AMP-activated protein kinase (AMPK) regulates metabolism by sensing changes in the AMP:ATP ratio in eukaryotic cells. The binding of AMP to AMPK and activation of its Ser/Thr protein-kinase domain have been well-characterized by previous biochemical and genetic analyses. Two studies now shed light on the structural basis for these mechanisms in mammalian AMPK and the AMPK homologue SNF1 from Saccharomyces cerevisiae.

Gamblin and colleagues determined the crystal structure of the mammalian AMPK regulatory fragment comprising the C-terminal domains of the α- (catalytic) and β- (regulatory) subunits and the full-length regulatory γ-subunit that contains three AMP-binding sites: two that bind either AMP or Mg.ATP and one containing a tightly bound, non-exchangeable AMP (which is not involved in AMP–ATP sensing). No significant conformational changes were observed between the AMP-bound (active) and ATP-bound (inactive) AMPK forms, so how do increased concentrations of AMP regulate AMPK activity? The authors propose that AMP binding to the two exchangeable sites allows the formation of inter-subunit interactions that cannot form when ATP is bound. This allosteric effect leads to quaternary structure changes that enhance the activity of the kinase domain and reduce its dephosphorylation rate when AMP is bound.

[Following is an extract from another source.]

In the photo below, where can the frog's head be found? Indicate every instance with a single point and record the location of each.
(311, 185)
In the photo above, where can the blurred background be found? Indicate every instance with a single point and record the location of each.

The two exchangeable AMP–ATP sites are found on opposite faces of the disc-shaped γ-subunit in the AMPK structure, which suggests that distinct inter-subunit interactions occur that might enable separate mechanisms for allosteric activation and dephosphorylation protection by AMP binding.

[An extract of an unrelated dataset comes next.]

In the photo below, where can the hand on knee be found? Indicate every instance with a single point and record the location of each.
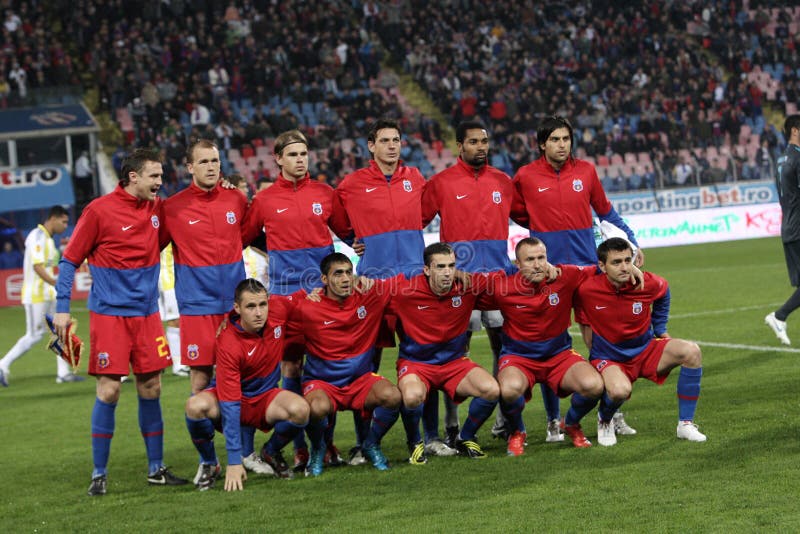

Tong and colleagues also describe inter-subunit interactions in S. cerevisiae SNF1, a finding that confirms biochemical and genetic data indicating a direct interaction between the α- and γ-subunits that probably regulates the kinase domain. The α-subunit contains a regulatory sequence that might control both the inhibition and the activation of SNF1: inhibition could be caused by the regulatory sequence binding to the active site or interacting with a lobe of the kinase domain. Once SNF1 is activated, this inhibition is removed by sequestration of the regulatory sequence by the γ-subunit, which might represent the activated heterotrimer core of S. cerevisiae SNF1. The authors propose that mammalian AMPK might use a similar regulatory mechanism because the disease-causing mutation N488I in the γ-subunit of mammalian AMPK is located near the sequestered part of the regulatory sequence.

Given the role of AMPK in cellular metabolism, structural insights into the mechanisms of AMPK activation could also inform the design of AMPK-specific drugs against diseases such as diabetes and obesity.